Exactly the boundary has to be stated as not proper before hand.


----------



## Erudite (Jan 28, 2015)

TexasMom1216 said:


> I'm not trying to be snarky, but isn't this how boundaries work? A normal, sane adult doesn't tell another mentally fit adult what they can and can't do. They say "If you do X, my reaction will be Y." No one in a truly healthy marriage between adults says, "You are not allowed to do X." Because neither of them are children. The problems come when the other person does X and you DON'T do Y. Then not only have they blown through that boundary, all other boundaries are now in question. Adults don't "forbid" one another from doing things, because you can't control another adult. Mentally healthy people don't WANT to control other adults. There's a difference between bullying or manipulation and expecting to be treated with respect. Both men AND women deserve to be treated like adults, and with respect. If EITHER spouse treats the other like a stupid child, it's no longer a marriage, it's a hostage situation.


Once again I could not agree more.


----------



## frenchpaddy (May 31, 2021)

all this talk about boundary setting talk and enforce the consequences makes me think I have loged on to the wrong forum
. if you need to do this with an other adult you might need to have a good look at your self , 
I could not agree more. 



TexasMom1216 said:


> I'm not trying to be snarky, but isn't this how boundaries work? A normal, sane adult doesn't tell another mentally fit adult what they can and can't do. They say "If you do X, my reaction will be Y." No one in a truly healthy marriage between adults says, "You are not allowed to do X." Because neither of them are children. The problems come when the other person does X and you DON'T do Y. Then not only have they blown through that boundary, all other boundaries are now in question. Adults don't "forbid" one another from doing things, because you can't control another adult. Mentally healthy people don't WANT to control other adults. There's a difference between bullying or manipulation and expecting to be treated with respect. Both men AND women deserve to be treated like adults, and with respect.

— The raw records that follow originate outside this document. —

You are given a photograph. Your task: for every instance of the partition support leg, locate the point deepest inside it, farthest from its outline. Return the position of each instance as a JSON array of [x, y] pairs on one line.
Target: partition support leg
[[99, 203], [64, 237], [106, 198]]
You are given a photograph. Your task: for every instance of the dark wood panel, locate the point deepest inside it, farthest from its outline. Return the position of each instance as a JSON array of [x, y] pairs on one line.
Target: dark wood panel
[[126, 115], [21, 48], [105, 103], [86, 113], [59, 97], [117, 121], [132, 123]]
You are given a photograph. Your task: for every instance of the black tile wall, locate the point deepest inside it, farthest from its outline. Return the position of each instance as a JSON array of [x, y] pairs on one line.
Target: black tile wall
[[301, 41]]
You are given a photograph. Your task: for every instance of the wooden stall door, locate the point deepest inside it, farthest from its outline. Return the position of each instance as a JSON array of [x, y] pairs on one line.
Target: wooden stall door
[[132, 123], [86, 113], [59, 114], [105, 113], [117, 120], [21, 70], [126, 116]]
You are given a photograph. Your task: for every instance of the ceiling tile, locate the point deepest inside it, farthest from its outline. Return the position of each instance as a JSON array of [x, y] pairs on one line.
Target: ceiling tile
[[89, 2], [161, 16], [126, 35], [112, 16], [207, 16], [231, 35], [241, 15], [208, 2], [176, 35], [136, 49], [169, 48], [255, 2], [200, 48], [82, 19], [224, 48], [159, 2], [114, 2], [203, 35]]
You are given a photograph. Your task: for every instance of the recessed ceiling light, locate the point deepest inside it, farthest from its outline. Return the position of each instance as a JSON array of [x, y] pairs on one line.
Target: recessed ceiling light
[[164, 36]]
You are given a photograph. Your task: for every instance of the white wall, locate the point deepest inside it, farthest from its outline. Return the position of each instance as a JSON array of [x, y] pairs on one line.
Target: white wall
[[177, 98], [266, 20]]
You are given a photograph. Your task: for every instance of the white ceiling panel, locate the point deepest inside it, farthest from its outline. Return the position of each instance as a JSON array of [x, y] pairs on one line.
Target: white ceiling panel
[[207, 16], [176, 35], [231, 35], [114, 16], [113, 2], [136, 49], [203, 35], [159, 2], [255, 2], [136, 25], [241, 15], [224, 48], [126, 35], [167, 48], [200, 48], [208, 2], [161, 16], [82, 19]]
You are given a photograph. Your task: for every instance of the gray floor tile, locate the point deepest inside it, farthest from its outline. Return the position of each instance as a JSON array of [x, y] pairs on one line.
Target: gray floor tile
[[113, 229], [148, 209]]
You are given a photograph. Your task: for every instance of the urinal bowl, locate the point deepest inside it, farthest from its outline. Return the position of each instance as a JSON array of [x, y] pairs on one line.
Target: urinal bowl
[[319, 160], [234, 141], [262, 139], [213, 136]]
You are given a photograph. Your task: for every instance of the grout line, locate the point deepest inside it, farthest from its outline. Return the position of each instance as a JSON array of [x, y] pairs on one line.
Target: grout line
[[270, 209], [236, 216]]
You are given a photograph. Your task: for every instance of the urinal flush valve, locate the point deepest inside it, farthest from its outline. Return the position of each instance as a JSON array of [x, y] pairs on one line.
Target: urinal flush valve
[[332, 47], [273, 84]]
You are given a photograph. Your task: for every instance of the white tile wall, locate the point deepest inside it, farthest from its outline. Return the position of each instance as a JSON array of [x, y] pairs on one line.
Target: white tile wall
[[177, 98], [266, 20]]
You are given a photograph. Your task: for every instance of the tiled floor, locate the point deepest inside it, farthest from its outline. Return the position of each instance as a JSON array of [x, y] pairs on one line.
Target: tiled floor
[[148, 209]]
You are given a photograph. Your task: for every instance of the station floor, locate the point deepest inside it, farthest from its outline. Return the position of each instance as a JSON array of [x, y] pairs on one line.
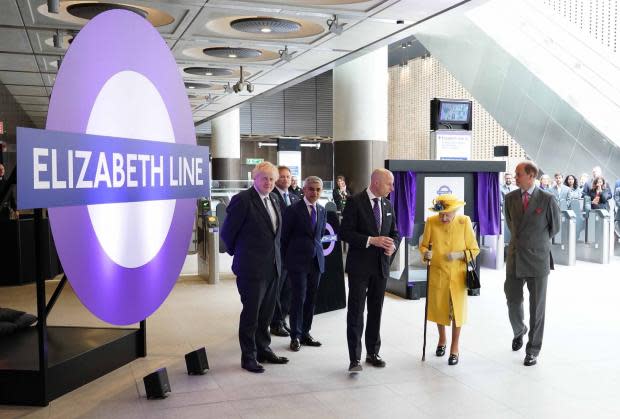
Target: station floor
[[578, 375]]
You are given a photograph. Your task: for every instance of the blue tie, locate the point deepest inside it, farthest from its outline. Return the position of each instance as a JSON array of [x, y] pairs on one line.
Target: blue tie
[[377, 212]]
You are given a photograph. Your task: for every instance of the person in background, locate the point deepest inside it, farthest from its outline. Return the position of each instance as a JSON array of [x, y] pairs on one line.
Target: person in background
[[545, 182], [574, 191], [302, 255], [251, 232], [559, 190], [454, 243], [533, 217], [369, 226], [507, 186], [294, 188], [599, 193], [341, 193]]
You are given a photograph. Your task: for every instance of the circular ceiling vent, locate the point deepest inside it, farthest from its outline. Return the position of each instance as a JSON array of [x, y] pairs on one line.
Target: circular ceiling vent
[[232, 53], [191, 85], [90, 10], [265, 25], [208, 71]]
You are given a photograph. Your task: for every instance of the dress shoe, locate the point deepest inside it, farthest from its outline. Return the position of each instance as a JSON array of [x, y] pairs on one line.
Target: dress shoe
[[253, 366], [453, 359], [441, 350], [355, 366], [295, 345], [279, 331], [272, 358], [375, 360], [530, 360], [517, 343], [309, 341]]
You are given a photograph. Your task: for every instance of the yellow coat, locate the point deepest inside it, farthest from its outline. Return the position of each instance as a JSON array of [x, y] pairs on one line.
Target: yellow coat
[[447, 278]]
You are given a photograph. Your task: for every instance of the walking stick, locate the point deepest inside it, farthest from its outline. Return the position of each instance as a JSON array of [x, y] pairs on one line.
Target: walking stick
[[428, 277]]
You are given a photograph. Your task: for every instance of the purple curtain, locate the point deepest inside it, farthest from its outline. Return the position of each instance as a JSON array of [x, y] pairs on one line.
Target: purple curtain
[[403, 199], [487, 211]]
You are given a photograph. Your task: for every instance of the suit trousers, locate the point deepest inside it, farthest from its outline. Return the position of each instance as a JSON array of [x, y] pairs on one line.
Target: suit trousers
[[258, 299], [362, 288], [304, 287], [537, 287]]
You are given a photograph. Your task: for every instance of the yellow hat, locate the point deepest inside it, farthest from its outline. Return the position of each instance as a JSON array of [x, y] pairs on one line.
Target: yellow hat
[[446, 203]]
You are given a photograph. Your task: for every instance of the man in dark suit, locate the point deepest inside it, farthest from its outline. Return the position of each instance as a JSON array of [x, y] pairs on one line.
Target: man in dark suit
[[533, 217], [251, 233], [283, 290], [369, 226], [302, 254]]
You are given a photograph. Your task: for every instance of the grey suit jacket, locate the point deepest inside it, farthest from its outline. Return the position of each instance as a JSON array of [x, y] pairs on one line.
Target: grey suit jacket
[[529, 251]]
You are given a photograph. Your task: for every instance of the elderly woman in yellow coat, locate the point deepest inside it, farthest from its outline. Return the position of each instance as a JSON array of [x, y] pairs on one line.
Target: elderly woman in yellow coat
[[453, 243]]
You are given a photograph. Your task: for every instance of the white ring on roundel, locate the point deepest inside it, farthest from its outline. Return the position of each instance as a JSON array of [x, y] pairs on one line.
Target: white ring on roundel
[[130, 106]]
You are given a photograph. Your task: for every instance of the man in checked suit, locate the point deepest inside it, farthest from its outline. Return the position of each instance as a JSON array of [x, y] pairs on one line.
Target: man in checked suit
[[533, 217], [283, 290], [369, 226], [251, 233], [302, 254]]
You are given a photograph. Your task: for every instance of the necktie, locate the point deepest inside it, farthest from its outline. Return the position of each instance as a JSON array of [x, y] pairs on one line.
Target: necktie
[[313, 216], [377, 212], [271, 214]]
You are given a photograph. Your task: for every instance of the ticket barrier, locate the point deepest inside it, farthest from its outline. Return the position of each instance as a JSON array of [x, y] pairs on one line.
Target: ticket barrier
[[208, 238], [564, 244], [595, 246]]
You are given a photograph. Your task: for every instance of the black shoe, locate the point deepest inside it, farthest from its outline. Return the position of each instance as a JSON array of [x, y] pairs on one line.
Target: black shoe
[[375, 360], [309, 341], [453, 359], [517, 343], [253, 366], [272, 358], [295, 345], [355, 366], [279, 331]]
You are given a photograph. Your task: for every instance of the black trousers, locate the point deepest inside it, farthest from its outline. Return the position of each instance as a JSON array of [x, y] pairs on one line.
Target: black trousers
[[362, 288], [283, 300], [304, 287], [258, 299]]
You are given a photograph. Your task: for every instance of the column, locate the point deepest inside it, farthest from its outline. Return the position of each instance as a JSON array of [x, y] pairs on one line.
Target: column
[[360, 104], [226, 146]]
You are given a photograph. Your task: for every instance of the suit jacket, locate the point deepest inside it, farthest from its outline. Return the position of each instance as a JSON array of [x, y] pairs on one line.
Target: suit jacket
[[301, 244], [358, 223], [291, 196], [249, 236], [529, 252]]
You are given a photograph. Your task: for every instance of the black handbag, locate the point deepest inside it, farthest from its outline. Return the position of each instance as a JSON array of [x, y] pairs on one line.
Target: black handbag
[[471, 277]]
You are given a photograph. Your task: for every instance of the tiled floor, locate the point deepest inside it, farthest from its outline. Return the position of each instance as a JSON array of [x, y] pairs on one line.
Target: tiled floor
[[578, 374]]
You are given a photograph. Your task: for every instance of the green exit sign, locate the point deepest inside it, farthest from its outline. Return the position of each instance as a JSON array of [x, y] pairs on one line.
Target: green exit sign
[[254, 161]]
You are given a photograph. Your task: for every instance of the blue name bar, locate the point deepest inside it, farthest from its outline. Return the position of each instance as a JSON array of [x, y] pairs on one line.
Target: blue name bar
[[59, 169]]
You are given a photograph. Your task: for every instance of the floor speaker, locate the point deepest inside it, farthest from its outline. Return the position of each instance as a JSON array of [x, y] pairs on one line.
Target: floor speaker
[[197, 362], [156, 384]]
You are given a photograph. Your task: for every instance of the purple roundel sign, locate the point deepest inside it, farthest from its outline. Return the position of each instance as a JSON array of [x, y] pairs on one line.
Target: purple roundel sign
[[119, 79]]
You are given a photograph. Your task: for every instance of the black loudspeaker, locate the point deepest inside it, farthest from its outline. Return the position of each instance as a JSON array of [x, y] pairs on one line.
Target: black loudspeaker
[[197, 362], [500, 151], [156, 384]]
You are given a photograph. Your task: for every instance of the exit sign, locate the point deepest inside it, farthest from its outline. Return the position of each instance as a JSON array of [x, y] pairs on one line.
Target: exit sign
[[254, 161]]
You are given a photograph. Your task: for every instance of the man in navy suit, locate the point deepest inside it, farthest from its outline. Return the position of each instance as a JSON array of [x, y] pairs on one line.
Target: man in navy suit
[[369, 226], [302, 253], [251, 233], [283, 290]]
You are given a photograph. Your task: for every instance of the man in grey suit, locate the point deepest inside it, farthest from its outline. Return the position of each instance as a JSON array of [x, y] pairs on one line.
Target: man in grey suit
[[533, 217]]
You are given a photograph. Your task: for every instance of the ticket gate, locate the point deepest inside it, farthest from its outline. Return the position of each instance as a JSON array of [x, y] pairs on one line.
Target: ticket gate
[[595, 246], [564, 244]]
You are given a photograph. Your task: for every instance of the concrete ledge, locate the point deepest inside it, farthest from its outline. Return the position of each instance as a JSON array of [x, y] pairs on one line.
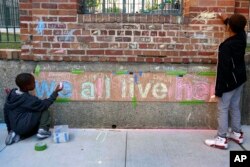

If EITHER spouse treats the other like a stupid child, it's no longer a marriage, it's a hostage situation.


----------



## TexasMom1216 (Nov 3, 2021)

frenchpaddy said:


> all this talk about boundary setting talk and enforce the consequences makes me think I have loged on to the wrong forum
> . if you need to do this with an other adult you might need to have a good look at your self ,
> I could not agree more.


I had to qualify it by saying I wasn’t being snarky and I will STILL get flamed for it. It’s insane.


----------



## Laurentium (May 21, 2017)

TexasMom1216 said:


> I'm not trying to be snarky, but isn't this how boundaries work? A normal, sane adult doesn't tell another mentally fit adult what they can and can't do. They say _"If you do X, my reaction will be Y."_ No one in a truly healthy marriage between adults says, "You are not allowed to do X." Because neither of them are children.


Yes, exactly. 

The question is, to what extent do you even know, in advance, what your own boundaries really are?


----------



## TexasMom1216 (Nov 3, 2021)

Laurentium said:


> The question is, to what extent do you even know, in advance, what your own boundaries really are?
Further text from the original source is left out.